Voici donc un drosera bien facile et tolérant, sans doute une agréable façon de découvrir le fascinant groupe des Droseras tubéreux.


BIBLIOGRAPHIE

  • A. Slack: Insect-Eating Plants and How to grow them.
  • J. et P. PIETROPAOLO : Carnivorous Plants of the world.
  • J. HALDI: Culture de drosera à bulbe (DIONEE N° 4)





Renseignements de culture fournis par Allen LOWRIE.

Extraits de correspondance avec Marcel LECOUFLE



A la question: les Drosera tubéreux peuvent-ils être cultivés dans de la tourbe pure ? la réponse est oui. Le point capital le plus important pour cette série de plantes est de tenir les pots en sécheresse absolue (bone-dry) quand les plantes entrent en saison de repos et de ne plus leur donner aucune goutte d'eau tant que la plante n'émerge pas à nouveau en surface lorsque revient la saison de végétation, Les pots ne doivent pas être tenus dans une nappe d'eau, mais il faut seulement les maintenir humides sans qu'ils soient détrempés pendant le cycle de végétation active.

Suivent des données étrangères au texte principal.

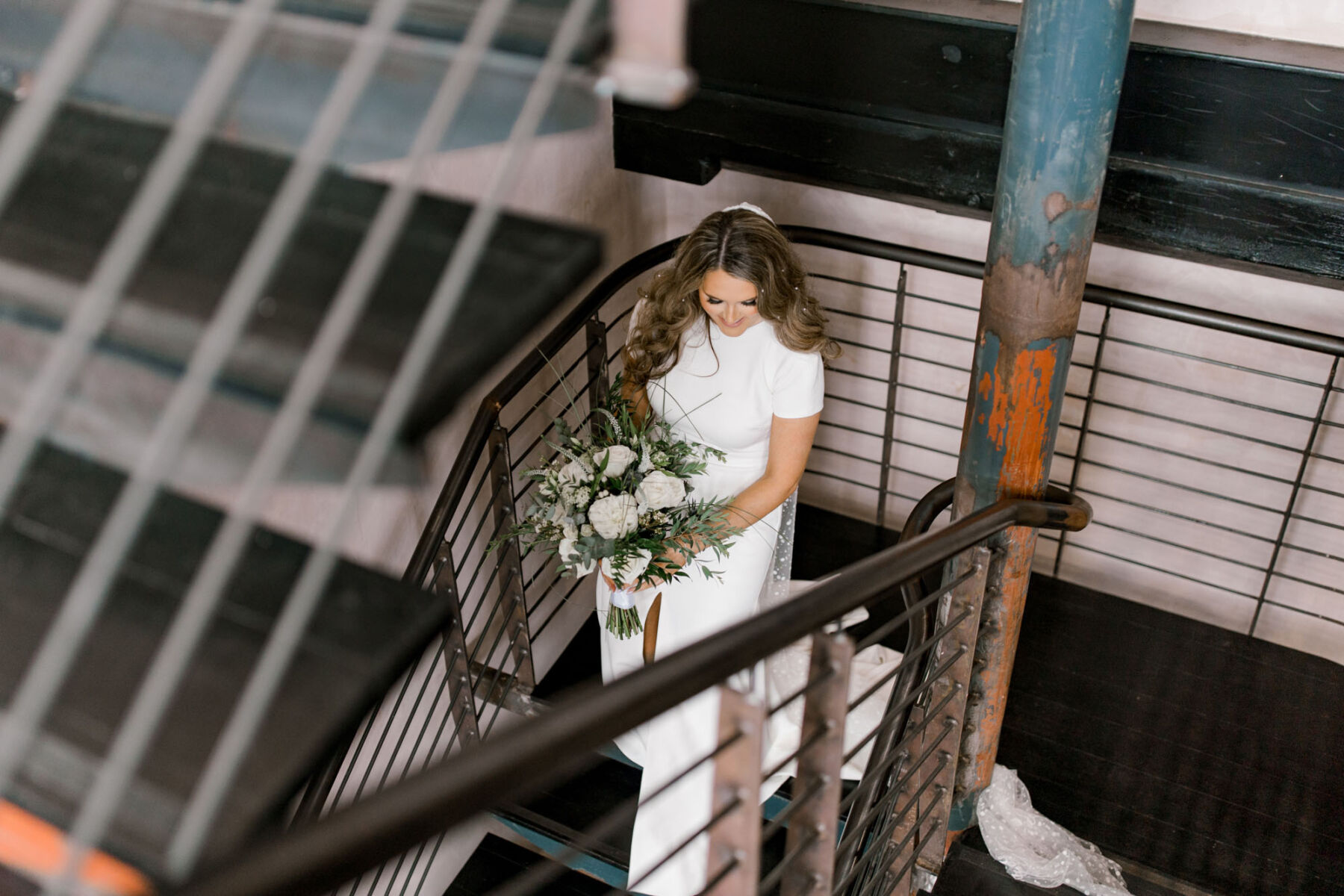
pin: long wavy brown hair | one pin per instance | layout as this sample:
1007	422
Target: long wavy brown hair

Note complémentaire : cette année j'ai cultivé ces droséras tubéreux dans un mélange 5O/50 de tourbe finlandaise (à base de sphagnum) et de sable de Loire, avec de bons résultats. Les plantes d'abord élevées en serre ont souffert d'un soleil trop brutal lorsque je les ai mises dans notre serre dite "à dionée", soit au plein soleil pendant la moitié de la journée, cette serre étant protégée uniquement des oiseaux : par un filet. Ce filet n'a pas empêché le passage de !a grêle que nous avons eue en août.